Correlation

Correlation is a statistical measure that describes how related two random variables are, for computer scientists, this is usually how related two vectors or time series are.

Correlation Coefficients

Most often the correlation coefficient is defined as $\rho$ (rho) or $r$ and is a value between -1 and 1, i.e. $-1 \leq r \leq 1$ . The simplest form of correlation is a linear correlation, which is a linear relationship between the two variables. The correlation coefficient can then be interpreted in the following way:

$r = 1$ means that the two variables are perfectly correlated, i.e. if one variable increases, the other variable increases as well.
$r = -1$ means that the two variables are perfectly negatively correlated, i.e. if one variable increases, the other variable decreases.
$r = 0$ means that the two variables are not correlated at all, i.e. if one variable increases or decreases, the other variable does not change.

Therefore, the absolute value of the correlation coefficient can be interpreted as the strength of the correlation.

The standard interpretation of the correlation strength is:

$0.8 \leq |r| \leq 1$ is a strong correlation.
$0.5 \leq |r| \leq 0.8$ is a moderate correlation.
$0.1 \leq |r| \leq 0.5$ is a weak correlation.
$0 \leq |r| \leq 0.1$ is no correlation.

Visualizations of linear correlations, positive and negative.

Example

A simple example of a linear correlation is the air temperature and the number of ice creams sold. If it is hot then more ice creams are sold, if it is cold then less ice creams are sold. This is a linear correlation, and the correlation coefficient is close to 1 as the two variables increase and decrease together.

Non-linear correlations are also possible, but they are more difficult to interpret.

Visualizations of linear and non-linear correlations. The top left is the linear correlation coeff., the top right is the non-linear correlation coeff.

Warning

The correlation coefficient only measures if there is a correlation between the two variables, it does not say anything about cause and effect. For example if we have a positive correlation between the number of ice creams sold and the number of people who drown, it does not mean that eating ice cream causes people to drown. It is simply that both variables increase during the summer months.

Outliers

The correlation coefficient is just like regression sensitive to outliers. If there are outliers in the data, then the correlation coefficient will be affected by them. So it is important to check for outliers before calculating the correlation coefficient.
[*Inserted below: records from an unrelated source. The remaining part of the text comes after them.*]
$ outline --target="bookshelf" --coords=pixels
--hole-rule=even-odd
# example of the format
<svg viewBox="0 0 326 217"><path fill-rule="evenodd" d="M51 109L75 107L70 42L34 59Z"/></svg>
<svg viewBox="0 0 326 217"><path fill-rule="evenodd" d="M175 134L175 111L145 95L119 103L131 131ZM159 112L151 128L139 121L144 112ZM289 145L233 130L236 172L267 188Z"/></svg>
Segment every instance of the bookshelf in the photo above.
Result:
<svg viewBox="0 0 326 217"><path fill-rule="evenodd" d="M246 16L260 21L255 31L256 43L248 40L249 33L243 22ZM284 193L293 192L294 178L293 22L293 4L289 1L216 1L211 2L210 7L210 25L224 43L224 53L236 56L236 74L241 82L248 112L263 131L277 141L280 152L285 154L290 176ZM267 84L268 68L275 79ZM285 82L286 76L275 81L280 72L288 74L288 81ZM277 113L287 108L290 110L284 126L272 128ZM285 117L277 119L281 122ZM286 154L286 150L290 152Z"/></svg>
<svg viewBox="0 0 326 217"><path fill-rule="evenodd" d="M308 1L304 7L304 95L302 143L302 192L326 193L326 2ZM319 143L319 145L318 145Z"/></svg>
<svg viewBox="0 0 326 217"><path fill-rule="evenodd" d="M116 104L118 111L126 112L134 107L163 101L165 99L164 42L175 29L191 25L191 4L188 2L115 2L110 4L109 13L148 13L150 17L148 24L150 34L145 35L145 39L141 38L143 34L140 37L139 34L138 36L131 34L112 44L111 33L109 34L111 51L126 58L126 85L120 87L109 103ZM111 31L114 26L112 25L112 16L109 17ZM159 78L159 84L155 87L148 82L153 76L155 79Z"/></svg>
An example of an outlier affecting the correlation coefficient.

Pearson's Correlation Coefficient

Pearson's correlation coefficient is the most common correlation coefficient, and is a measure of the linear correlation between two variables. If we have the two variables $X$ and $Y$ , which have $n$ values, then the Pearson's correlation coefficient is defined as:

\begin{align*} r_{X,Y} &= \frac{n \cdot \sum_{i=1}^{n}{(x_i - y_i)} - \sum_{i=1}^{n}{x_i} \cdot \sum_{i=1}^{n}{y_i}} {\sqrt{n \cdot \sum_{i=1}^{n}{x_i^2} - (\sum_{i=1}^{n}{x_i})^2} \cdot \sqrt{n \cdot \sum_{i=1}^{n}{y_i^2} - (\sum_{i=1}^{n}{y_i})^2}} \\ &= \frac{\sum_{i=1}^{n}{(x_i - \bar{x}) \cdot (y_i - \bar{y})}} {\sqrt{\sum_{i=1}^{n}{(x_i - \bar{x})^2}} \cdot \sqrt{\sum_{i=1}^{n}{(y_i - \bar{y})^2}}} \end{align*}

This formula can look a bit scary, but it is actually quite simple. Let us start with a few quick reminders. The mean value of a variable $X$ is defined as:

E(X) = \mu_X = \bar{x} = \frac{1}{n} \cdot \sum_{i=1}^{n}{x_i}

The variance of a variable $X$ is defined as:

\begin{align*} Var(X) &= E(X^2) - E(X)^2 \\ &= \frac{1}{n} \cdot \sum_{i=1}^{n}{x_i^2} - (\frac{1}{n} \cdot \sum_{i=1}^{n}{x_i})^2 \end{align*}

The standard deviation of a variable $X$ is defined as:

\sigma(X) = \sqrt{Var(X)}

And lastly the covariance between two variables $X$ and $Y$ is defined as:

\begin{align*} \text{cov}(X,Y) &= E((X - \mu_X) \cdot (Y - \mu_Y)) \\ &= \frac{1}{n} \cdot \sum_{i=1}^{n}{(x_i - \bar{x}) \cdot (y_i - \bar{y})} \end{align*}

Todo

This can be linked to all the other articles about statistics.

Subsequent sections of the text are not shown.